The flowchart and block diagrams in the Figures illustrate the architecture, functionality, and operation of possible implementations of systems, methods and computer program products according to various embodiments of the present invention. In this regard, each block in the flowchart or block diagrams may represent a module, segment, or portion of code, which comprises one or more executable instructions for implementing the specified logical function(s). It should also be noted that, in some alternative implementations, the functions noted in the block may occur out of the order noted in the Figures. For example, two blocks shown in succession may, in fact, be executed substantially concurrently, or the blocks may sometimes be executed in the reverse order, depending upon the functionality involved.
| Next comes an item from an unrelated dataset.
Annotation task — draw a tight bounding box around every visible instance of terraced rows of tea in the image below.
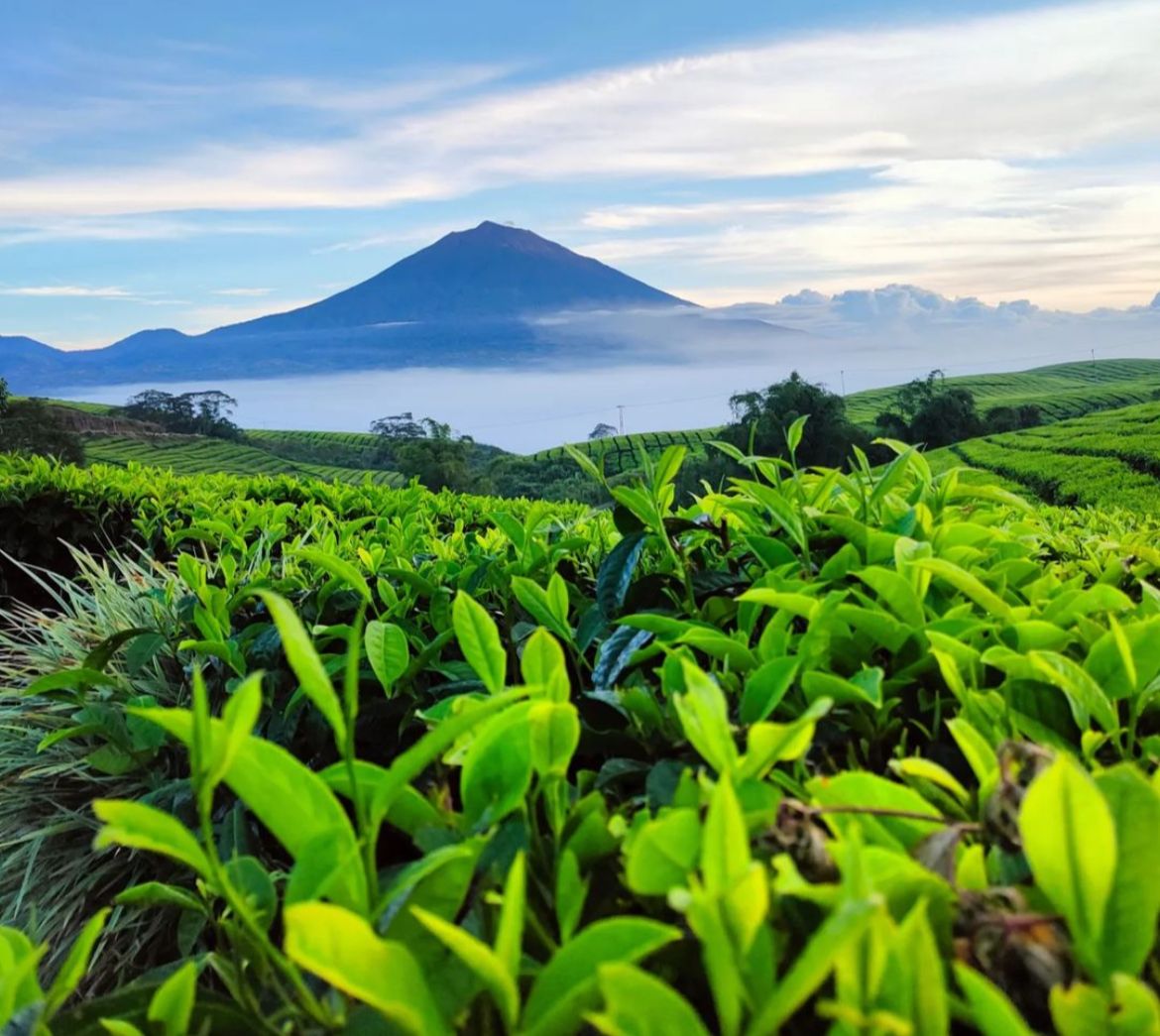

It will also be noted that each block of the block diagrams and/or flowchart illustration, and combinations of blocks in the block diagrams and/or flowchart illustration, can be implemented by special purpose hardware-based systems that perform the specified functions or acts, or combinations of special purpose hardware and computer instructions.

The descriptions of the various embodiments of the present invention have been presented for purposes of illustration, but are not intended to be exhaustive or limited to the embodiments disclosed. Many modifications and variations will be apparent to those of ordinary skill in the art without departing from the scope and spirit of the described embodiments. The terminology used herein was chosen to best explain the principles of the embodiments, the practical application or technical improvement over technologies found in the marketplace, or to enable others of ordinary skill in the art to understand the embodiments disclosed herein.